Cytoskeleton-associated transcriptomic and KEGG pathway analysis in paclitaxel- and docetaxel-treated hIECs

KEGG pathway enrichment analysis of downregulated DEGs in the paclitaxel group revealed the 20 most significantly enriched pathways (Fig. 4a). Among these, cytoskeleton in muscle cells (adjusted P = 0.0135), cell adhesion molecules (adjusted P = 0.00043) and cAMP signaling pathway (adjusted P = 0.0482) were prioritized for further investigation on the basis of their relevance to intestinal barrier integrity and statistical significance^17,19. Heat maps showed that the expression profiles of these pathways differed between the paclitaxel and control groups (Fig. 4b). Quantitative PCR (qPCR) analysis indicated that representative genes (LAMA1, COL3A1, CLDN16, CLDN19, GIP and GPR119) were markedly downregulated, in line with the RNA-seq results (Fig. 4c).

Fig. 4: Cytoskeleton-related pathway alterations induced by paclitaxel and docetaxel in hIECs.

a The KEGG pathway enrichment analysis of DEGs between control hIECs and paclitaxel-treated groups. The top enriched pathways are ranked by adjusted P value and gene count. b The heat maps showing expression profiles of representative DEGs associated with the cytoskeleton in muscle cells, cell adhesion molecules and the cAMP signaling pathway. c The qPCR validation of representative genes from the pathways shown in b. d The KEGG pathway enrichment analysis of DEGs between docetaxel-treated and control hIECs. e The heat maps showing expression profiles of representative DEGs associated with the cytoskeleton in muscle cells, cell adhesion molecules and ECM–receptor interaction. f The qPCR validation of selected representative genes from the pathways in e. Statistical significance was determined by conducting a t-test. Data are presented as mean ± s.e.m.; *P < 0.05, **P < 0.01, ***P < 0.001.

In the docetaxel group, the analysis of downregulated DEGs similarly identified enrichment in cytoskeleton in muscle cells (adjusted P = 1.05 × 10⁻⁸), cell adhesion molecules (adjusted P = 0.00113) and extracellular matrix (ECM)–receptor interaction (adjusted P = 1.85 × 10⁻⁵) (Fig. 4d).
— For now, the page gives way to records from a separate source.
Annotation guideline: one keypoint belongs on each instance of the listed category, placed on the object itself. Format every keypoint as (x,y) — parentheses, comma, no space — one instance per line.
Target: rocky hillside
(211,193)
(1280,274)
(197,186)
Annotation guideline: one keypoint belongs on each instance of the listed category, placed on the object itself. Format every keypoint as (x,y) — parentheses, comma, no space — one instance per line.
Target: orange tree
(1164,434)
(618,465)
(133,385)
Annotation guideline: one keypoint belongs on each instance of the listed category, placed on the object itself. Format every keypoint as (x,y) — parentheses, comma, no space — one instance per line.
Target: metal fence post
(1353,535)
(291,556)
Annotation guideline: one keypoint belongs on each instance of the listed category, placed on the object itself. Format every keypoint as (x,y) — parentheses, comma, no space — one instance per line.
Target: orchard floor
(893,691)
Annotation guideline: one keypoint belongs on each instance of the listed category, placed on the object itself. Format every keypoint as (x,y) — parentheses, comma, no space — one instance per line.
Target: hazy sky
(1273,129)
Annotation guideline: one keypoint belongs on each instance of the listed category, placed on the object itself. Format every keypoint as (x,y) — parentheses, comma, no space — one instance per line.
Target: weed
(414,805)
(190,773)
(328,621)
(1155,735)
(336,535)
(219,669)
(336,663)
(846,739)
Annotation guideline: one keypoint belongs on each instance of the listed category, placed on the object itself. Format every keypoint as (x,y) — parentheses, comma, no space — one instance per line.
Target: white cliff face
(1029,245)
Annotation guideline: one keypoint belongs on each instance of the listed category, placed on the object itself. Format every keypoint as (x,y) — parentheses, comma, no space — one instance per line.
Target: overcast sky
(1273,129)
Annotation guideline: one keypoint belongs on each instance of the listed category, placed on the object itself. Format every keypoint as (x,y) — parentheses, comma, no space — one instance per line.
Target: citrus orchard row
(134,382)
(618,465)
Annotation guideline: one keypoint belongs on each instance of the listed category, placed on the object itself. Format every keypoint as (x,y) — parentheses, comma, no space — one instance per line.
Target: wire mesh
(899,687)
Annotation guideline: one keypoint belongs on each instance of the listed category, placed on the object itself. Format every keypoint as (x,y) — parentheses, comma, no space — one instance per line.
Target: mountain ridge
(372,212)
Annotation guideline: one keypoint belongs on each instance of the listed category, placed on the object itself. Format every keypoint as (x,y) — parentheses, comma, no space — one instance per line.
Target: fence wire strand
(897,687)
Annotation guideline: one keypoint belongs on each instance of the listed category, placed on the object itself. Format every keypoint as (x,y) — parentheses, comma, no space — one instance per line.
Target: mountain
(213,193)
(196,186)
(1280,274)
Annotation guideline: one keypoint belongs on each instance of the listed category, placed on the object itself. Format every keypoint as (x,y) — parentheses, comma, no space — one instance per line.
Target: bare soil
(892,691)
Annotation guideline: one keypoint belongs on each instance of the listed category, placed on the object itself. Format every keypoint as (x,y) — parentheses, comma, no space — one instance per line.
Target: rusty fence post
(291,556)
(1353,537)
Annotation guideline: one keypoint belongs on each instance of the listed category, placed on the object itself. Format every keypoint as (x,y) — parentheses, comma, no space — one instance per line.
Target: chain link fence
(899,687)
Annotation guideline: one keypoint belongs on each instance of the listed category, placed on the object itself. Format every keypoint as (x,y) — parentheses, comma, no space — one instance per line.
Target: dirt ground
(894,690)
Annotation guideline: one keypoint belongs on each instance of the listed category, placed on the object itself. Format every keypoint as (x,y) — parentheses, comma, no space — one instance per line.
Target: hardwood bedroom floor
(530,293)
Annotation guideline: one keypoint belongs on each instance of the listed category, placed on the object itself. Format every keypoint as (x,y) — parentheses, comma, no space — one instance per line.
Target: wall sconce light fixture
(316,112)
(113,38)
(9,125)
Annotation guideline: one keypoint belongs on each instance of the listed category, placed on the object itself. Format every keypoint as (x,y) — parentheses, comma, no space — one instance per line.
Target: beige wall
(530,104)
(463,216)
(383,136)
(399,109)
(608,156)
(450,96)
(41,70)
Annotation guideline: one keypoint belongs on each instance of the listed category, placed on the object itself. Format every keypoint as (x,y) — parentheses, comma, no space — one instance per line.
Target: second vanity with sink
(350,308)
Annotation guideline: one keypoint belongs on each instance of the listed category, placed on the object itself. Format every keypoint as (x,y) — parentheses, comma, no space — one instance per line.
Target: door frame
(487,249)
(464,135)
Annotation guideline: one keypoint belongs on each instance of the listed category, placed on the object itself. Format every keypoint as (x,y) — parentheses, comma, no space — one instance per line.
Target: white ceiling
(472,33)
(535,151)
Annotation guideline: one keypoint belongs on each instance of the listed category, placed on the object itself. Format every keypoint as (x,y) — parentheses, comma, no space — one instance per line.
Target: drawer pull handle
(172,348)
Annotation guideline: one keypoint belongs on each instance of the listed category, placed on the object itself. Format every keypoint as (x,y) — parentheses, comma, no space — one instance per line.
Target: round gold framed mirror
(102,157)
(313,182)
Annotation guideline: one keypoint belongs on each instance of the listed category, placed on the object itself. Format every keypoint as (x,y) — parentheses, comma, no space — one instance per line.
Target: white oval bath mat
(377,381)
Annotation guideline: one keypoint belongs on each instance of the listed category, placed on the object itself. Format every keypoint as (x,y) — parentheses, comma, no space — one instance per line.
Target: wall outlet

The heat maps showed that the expression profiles of these pathways differed between the paclitaxel and docetaxel groups (Fig. 4e). The qPCR analysis showed that key genes (SPTBN4, COL3A1, CLDN16, CLDN19, LAMA1 and SPP1) were downregulated, corroborating the transcriptomic results (Fig. 4f).

A 3D multidimensional-scaling plot of downregulated DEGs showed a clear separation of the paclitaxel- and docetaxel-treated groups from controls along dimension 2, indicating distinct transcriptional responses to both taxanes (Supplementary Fig. 4a). The corresponding heat map, (Supplementary Fig. 4b), which focused on the cAMP signaling pathway and regulation of the actin cytoskeleton, showed higher expression in controls and lower expression in drug-treated samples, consistent with pathway-level downregulation^17,19. The qPCR analysis demonstrated that representative genes from these pathways (ATP1B2, GPR119, ADORA2, CACNA1D, POMC and FGF9) were downregulated, in line with the transcriptomic results and heat map (Supplementary Fig. 4c). In line with the transcriptomic enrichment of cytoskeleton- and adhesion-related pathways (Fig. 4), the qPCR analysis also showed that paclitaxel and docetaxel downregulated RHOA, ROCK2, CDC42, ACTG1, ACTN1 and ELN (Supplementary Fig. 4d). These results indicate that the taxane-induced suppression of Rho-GTPase and actin-junction–ECM gene networks underlies the observed decline in barrier integrity.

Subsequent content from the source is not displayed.